I noticed you have a solution to vary on a given Cookie key which is cool but this again would force me update my .htaccess on a regular basis and know exactly what cookies might possibly be relevant. For me as a developer that might even work but it is impossible for regular CMS users. Especially when they start installing lots of bundles/extensions/plugins.
So I tried to find out another solution and I ended up with a "preflight request" as I call it. It's similar to nginx' ngx_http_auth_request_module in case you're familiar with that. Just for splitting up the "Cookie" header into multiple headers instead of checking for authorization. So whenever a request with a "Cookie" or "Authorization" header comes in, before checking if an entry exists in the cache, a preflight request to the application is executed, giving it the possibility to sort of split up the "Cookie" header into other headers that then are "replayed" on the original request which is only then checked for in the cache.
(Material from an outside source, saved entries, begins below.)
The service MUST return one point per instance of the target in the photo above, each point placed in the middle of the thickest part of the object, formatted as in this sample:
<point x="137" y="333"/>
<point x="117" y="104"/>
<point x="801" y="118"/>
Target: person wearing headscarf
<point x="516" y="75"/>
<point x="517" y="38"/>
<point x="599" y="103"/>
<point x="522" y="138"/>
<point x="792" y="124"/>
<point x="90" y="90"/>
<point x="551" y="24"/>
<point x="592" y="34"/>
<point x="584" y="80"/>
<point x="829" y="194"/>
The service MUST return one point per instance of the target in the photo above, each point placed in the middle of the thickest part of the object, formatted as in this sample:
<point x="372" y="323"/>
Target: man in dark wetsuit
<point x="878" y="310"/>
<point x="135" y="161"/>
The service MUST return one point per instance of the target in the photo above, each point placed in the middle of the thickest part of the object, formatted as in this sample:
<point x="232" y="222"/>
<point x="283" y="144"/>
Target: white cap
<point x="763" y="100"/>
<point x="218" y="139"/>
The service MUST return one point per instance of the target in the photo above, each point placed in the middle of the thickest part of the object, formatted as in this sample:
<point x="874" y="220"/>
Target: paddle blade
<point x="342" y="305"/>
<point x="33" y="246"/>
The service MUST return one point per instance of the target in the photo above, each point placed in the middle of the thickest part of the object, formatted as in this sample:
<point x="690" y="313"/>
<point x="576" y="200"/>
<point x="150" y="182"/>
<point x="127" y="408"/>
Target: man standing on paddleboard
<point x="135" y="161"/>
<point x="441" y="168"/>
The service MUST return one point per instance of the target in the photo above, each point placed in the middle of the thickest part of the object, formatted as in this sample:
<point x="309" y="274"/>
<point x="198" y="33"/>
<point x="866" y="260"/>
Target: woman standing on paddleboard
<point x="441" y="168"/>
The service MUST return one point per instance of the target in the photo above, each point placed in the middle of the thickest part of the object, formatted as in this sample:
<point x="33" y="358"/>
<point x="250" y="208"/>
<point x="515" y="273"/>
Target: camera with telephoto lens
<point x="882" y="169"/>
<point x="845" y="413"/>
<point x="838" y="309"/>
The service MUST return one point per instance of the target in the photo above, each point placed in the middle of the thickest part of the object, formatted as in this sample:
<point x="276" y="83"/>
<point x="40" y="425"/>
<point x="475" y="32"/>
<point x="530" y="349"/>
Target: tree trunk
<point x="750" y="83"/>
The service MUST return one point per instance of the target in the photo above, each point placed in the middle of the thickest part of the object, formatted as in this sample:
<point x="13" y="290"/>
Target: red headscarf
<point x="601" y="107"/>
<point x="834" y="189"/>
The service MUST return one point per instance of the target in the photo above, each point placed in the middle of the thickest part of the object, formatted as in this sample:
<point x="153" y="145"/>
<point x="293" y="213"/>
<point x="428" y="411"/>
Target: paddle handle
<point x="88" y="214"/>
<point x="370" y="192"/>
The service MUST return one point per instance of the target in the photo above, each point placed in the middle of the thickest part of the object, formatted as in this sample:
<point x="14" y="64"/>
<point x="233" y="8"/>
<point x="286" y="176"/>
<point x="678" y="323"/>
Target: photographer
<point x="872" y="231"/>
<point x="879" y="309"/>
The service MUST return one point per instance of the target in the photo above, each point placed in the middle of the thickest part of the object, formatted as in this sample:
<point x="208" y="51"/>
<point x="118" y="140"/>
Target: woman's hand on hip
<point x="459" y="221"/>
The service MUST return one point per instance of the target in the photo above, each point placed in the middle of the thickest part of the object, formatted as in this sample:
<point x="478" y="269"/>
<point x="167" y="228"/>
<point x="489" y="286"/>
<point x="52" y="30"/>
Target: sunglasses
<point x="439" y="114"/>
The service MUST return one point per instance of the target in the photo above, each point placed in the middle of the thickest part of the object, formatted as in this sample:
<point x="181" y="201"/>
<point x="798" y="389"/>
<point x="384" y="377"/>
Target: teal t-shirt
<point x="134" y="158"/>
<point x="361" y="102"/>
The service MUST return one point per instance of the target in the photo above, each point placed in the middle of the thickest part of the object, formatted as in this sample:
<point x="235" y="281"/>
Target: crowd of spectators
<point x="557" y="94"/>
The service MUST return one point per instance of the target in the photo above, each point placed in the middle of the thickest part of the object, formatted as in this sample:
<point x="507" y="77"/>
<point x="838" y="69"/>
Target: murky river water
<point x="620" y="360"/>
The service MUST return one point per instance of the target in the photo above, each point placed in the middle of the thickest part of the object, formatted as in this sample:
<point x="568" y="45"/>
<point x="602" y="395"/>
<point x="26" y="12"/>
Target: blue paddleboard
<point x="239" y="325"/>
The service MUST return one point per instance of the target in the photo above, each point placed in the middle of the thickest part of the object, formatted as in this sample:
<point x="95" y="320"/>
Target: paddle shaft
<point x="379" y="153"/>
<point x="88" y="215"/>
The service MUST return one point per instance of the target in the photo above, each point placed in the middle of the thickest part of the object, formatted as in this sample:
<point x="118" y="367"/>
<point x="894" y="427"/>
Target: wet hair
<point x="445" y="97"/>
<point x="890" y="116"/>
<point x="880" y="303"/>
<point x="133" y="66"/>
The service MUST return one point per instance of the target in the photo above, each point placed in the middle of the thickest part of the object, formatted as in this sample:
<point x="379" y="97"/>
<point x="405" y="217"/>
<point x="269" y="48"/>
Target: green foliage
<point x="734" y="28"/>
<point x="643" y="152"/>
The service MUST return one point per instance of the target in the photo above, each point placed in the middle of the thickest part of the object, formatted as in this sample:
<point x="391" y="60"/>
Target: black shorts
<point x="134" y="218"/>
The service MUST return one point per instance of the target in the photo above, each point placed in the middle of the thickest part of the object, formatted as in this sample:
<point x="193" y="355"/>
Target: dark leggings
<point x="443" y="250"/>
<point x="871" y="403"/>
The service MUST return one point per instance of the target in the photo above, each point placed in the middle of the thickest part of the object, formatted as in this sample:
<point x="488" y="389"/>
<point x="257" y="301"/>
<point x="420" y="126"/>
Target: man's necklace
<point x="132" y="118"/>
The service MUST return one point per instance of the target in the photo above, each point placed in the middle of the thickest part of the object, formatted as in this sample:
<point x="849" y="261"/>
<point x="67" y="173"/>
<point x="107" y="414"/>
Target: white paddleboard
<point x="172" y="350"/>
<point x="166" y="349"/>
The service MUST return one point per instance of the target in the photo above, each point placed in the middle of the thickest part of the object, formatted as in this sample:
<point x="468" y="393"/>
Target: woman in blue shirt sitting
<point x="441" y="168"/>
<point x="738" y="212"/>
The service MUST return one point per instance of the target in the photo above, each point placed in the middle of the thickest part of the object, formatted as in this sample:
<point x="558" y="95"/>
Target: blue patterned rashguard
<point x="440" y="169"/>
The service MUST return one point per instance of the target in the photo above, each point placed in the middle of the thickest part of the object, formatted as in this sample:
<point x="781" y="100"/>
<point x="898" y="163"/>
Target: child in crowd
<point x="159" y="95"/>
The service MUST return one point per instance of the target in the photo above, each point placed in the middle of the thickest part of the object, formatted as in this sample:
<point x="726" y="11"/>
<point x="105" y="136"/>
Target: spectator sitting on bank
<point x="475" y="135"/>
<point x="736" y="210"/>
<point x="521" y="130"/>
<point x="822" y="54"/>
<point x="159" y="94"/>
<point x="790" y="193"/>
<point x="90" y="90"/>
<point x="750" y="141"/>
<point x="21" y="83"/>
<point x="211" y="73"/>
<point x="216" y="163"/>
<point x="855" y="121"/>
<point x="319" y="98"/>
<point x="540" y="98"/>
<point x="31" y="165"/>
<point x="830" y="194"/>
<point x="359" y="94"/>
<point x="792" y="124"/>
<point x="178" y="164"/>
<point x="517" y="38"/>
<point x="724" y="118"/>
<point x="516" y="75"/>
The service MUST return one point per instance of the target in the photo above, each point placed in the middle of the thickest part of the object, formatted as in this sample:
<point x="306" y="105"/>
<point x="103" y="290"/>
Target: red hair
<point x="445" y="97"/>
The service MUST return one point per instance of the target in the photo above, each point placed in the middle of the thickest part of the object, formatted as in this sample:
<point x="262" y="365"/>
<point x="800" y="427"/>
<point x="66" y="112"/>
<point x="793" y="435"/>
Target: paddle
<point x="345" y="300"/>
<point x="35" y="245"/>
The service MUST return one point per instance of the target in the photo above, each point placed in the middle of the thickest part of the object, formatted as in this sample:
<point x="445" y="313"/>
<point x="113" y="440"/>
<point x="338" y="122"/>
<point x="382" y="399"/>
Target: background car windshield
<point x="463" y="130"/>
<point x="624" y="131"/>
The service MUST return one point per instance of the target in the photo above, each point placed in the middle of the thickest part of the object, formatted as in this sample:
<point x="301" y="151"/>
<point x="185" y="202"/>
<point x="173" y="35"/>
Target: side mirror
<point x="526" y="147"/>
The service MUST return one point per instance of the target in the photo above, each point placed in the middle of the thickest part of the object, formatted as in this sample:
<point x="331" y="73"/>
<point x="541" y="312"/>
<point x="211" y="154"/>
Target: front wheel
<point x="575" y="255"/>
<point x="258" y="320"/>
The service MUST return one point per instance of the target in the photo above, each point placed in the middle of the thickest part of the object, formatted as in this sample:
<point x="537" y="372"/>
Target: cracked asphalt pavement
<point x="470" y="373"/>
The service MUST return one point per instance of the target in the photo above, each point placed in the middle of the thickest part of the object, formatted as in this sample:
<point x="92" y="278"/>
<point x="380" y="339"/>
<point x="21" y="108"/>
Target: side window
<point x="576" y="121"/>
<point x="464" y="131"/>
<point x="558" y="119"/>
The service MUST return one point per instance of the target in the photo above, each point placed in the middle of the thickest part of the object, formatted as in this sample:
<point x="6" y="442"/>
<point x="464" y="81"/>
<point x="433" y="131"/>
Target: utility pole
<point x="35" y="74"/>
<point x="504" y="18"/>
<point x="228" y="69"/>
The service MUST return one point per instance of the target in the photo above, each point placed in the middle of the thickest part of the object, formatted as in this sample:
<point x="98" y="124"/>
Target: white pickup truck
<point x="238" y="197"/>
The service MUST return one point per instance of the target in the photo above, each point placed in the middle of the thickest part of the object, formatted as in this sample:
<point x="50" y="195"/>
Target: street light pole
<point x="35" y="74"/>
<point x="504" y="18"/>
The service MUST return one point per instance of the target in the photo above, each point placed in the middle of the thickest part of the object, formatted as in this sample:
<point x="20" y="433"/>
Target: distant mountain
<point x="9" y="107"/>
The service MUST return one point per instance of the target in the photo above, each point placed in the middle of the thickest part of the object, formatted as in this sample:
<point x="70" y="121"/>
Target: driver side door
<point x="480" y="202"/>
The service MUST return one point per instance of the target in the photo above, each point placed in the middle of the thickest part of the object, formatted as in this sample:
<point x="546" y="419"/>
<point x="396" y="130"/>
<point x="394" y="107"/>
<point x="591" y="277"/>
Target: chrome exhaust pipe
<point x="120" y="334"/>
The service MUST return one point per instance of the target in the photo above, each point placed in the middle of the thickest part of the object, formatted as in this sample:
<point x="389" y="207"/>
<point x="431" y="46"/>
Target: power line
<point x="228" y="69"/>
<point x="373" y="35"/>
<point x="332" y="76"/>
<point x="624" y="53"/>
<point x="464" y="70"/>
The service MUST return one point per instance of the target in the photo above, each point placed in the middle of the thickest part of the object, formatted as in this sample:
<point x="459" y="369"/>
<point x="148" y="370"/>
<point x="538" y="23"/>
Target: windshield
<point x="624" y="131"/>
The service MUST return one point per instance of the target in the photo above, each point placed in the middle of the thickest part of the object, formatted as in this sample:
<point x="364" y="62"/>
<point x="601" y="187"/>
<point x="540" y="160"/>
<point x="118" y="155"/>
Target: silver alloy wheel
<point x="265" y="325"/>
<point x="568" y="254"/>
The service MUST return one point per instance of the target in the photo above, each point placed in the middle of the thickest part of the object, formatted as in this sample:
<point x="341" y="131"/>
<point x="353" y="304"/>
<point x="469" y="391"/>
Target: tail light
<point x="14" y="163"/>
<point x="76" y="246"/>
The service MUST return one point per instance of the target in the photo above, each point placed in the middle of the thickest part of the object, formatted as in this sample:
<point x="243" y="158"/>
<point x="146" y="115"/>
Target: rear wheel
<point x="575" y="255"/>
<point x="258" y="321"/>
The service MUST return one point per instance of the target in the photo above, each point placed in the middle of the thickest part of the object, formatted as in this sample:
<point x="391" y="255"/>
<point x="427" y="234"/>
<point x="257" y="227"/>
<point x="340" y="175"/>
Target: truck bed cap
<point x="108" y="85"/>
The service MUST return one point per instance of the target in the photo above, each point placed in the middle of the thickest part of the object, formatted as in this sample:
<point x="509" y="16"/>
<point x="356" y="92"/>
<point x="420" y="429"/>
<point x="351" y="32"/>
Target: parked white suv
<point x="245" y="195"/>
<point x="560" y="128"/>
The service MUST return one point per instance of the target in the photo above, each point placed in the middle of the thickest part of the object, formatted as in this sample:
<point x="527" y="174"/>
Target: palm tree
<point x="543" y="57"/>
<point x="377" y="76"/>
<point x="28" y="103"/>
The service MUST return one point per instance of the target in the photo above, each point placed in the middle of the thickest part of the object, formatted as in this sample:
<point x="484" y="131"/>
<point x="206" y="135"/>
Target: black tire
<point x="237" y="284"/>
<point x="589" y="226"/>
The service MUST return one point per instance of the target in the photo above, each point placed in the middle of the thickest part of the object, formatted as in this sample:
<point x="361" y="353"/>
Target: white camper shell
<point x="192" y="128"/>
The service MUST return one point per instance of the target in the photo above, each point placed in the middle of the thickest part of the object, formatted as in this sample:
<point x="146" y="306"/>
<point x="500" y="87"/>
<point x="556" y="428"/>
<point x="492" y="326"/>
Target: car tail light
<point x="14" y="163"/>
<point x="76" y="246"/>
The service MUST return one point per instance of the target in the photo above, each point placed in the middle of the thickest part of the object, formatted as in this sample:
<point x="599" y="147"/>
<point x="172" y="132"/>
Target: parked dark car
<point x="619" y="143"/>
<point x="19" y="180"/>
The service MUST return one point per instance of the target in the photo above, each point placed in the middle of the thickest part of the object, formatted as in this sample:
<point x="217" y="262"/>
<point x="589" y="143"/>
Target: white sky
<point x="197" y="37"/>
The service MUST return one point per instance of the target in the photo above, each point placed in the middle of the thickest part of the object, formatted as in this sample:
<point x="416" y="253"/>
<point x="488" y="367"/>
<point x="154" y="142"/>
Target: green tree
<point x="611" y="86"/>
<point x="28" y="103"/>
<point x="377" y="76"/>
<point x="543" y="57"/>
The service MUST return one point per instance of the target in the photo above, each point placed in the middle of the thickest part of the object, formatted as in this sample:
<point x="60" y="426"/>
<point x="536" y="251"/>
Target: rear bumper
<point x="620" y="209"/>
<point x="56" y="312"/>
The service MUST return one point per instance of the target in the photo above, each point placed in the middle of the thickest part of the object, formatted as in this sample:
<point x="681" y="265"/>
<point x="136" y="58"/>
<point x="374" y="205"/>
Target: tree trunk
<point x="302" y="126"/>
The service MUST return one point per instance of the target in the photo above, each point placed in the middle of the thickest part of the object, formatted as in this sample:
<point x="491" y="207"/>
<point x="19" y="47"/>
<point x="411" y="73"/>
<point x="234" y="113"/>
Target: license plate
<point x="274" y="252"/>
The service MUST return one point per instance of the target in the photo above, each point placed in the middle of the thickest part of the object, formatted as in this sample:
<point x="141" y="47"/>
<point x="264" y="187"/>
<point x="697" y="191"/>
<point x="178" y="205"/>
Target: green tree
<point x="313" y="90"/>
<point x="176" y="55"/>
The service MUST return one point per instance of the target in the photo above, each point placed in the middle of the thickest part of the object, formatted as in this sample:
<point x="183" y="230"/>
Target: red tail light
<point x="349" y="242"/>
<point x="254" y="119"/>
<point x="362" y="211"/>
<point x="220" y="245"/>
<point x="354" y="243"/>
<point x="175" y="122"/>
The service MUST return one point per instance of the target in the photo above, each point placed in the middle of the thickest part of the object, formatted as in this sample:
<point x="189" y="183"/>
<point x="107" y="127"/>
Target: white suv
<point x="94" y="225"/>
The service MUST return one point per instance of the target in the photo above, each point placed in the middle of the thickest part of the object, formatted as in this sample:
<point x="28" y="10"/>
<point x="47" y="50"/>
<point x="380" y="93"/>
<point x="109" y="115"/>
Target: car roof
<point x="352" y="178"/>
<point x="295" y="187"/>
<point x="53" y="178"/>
This allows to "Vary" on any header you like.
See my illustration and the description on https://github.com/terminal42/header-replay-bundle.
There's even a way to ignore the cache completely in such a case which is important for features such as previewing a page (= same URL so it would load from the cache but if you're logged in you should maybe see staged changes).
Coming to my question now. In Symfony's Reverse Proxy I can code whatever I like because it's PHP so we have support for such a preflight request (that's actually what my bundle with the illustration does). In Varnish there's VCL so you can sort of "code" it yourself and it works as well (you can read more here http://foshttpcache.readthedocs.io/en/stable/user-context.html).
In LiteSpeed, however, I couldn't find any equivalent feature.
Would you be interested in working on that concept as it is a very generic one and absolutely not vendor specific, creating a solution for any developer with that problem?